If the newly designated Chinatown and Little Italy Historic District had a mascot, maybe it would be Marco Polo.
The Italian explorer traveled to China over 700 years ago, bridging a language and culture gap to teach each society about the other.
Over the past 100 years, the same intersection of cultures occurred across a much smaller distance: the blocks of Lower Manhattan’s Little Italy and Chinatown neighborhoods. To honor the area’s architecture and history, the State Historic Preservation Office designated the Chinatown and Little Italy Historic District by a unanimous vote Sept. 15.
“It’s probably the most harmonious interracial community that has ever been,” said Victor Papa, president of the Two Bridges Neighborhood Council and leader of the historic district effort. “I can never recall anything that was discordant or tense.”
The district is a narrow rectangle that includes Columbus Park and is roughly bordered on the south by Worth St., on the west by Mulberry and Baxter Sts., on the north by E. Houston St. and on the east by a line between the Bowery and Elizabeth St. The state said earlier this year that the neighborhood was significant because of the remaining tenement architecture and the immigrant groups’ social history.
Because Marco Polo embodies the district’s spirit so well, Papa is planning a Marco Polo Day celebration for the district on the afternoon of Sun., Oct. 18. Featuring cultural performances and food, the celebration will be held on Grand St. between Mott and Mulberry Sts. from 1 to 4 p.m. By mid-October, the National Register of Historic Places may have added the district to their list as well.
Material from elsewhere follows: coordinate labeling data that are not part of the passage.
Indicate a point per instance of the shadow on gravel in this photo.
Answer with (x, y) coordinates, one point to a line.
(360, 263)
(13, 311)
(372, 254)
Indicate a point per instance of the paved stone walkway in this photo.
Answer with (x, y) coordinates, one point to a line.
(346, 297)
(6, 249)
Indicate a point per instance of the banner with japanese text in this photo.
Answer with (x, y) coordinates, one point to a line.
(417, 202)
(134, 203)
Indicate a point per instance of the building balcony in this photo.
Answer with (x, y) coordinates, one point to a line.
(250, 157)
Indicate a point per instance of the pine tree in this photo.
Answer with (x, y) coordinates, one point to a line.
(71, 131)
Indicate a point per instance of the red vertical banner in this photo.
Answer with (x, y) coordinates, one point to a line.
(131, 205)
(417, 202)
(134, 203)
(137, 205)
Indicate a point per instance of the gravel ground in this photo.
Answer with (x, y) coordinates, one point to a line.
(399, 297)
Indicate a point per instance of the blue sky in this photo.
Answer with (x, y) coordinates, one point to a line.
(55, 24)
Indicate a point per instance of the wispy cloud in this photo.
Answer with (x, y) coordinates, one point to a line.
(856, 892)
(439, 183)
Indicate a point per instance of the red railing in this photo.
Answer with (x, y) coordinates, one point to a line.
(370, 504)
Unlike city landmark districts, the state and national designations do not restrict property owners from altering (or demolishing) their buildings. But the state designation does offer tax breaks and incentives for property owners who do preservation work, and it will likely be a boon to tourism in the area.
“It’s good for Chinatown and Little Italy because it’s a larger framework for both communities to address the issue of preservation and the issue of economic development,” Papa said. “It will make Little Italy and Chinatown a destination point.”
Papa hopes the new district will focus attention on the Italian and Chinese immigrants who settled on the same streets and patronized each other’s shops, each learning phrases of the other’s language.
“We hope to make something of that story,” Papa said.